Getting right to it with the noodle heavy opener “Poisoned By Misfortune”, The Demonstration’s grasp of melody is readily apparent and incredibly well done and displayed amply in each track of Existence. Second track “The Absence of…” initially flirts a little too heavily with off kilter counter rhythms and quirky structures but rights itself about halfway through with more melody teaming solo work and an acceptably hefty breakdown. “Anecdote” initially falters with some odd clean vocals from Trevor Underwood, but ends up delivering some absolutely sumptuous guitar work in its later stages, that’s virtually a Prayer For Cleansing incarnate.
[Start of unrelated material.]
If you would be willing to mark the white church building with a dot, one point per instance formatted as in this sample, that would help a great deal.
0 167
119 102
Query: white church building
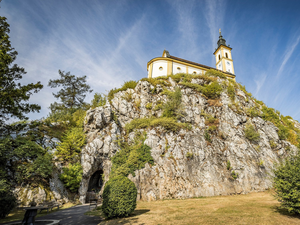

The hits keep on coming for the album’s stellar start with “Diluted Perception” which starts off way too much like BTBAM, (which is also a good thing) for their own good complete with alternating angular lurches and spiraling acoustic harmonies.
Now I’m not going to say the album loses steam here, as there are still plenty really nifty moments courtesy of Mr. Matheny and Mr. Shoaf, but the BTBAM influence begins to get a bit heavy handed and slightly too obvious (again not necessarily a bad thing), but as much as I enjoy the often incessant layering and arpeggios, I keep thinking of BTBAM and Prayer For Cleansing. The jazz break in “The Inner Workings of the Human Psyche Bent of Devastation” and forced discordance of “Interlude to Comfort” being particularly guilty. That being said, “The Erotic Side of Cannibalism” , the sheer melodic gallop of “A Constant State of Repetition” and closer “Facedown and Still Smiling” do provide some late album highlights worth sticking around for.
Other than the reliance on Prayer For Cleansing/BTBAM tones, my only minor beef with an otherwise superb record is Jamie King’s production, arguably his worst effort that gives Trevor Underwood an almost canned, forced, hollow growl and the drums and bass little depth. But that does not stop this from being an almost revitalizing and excellent release from Tribunal Records.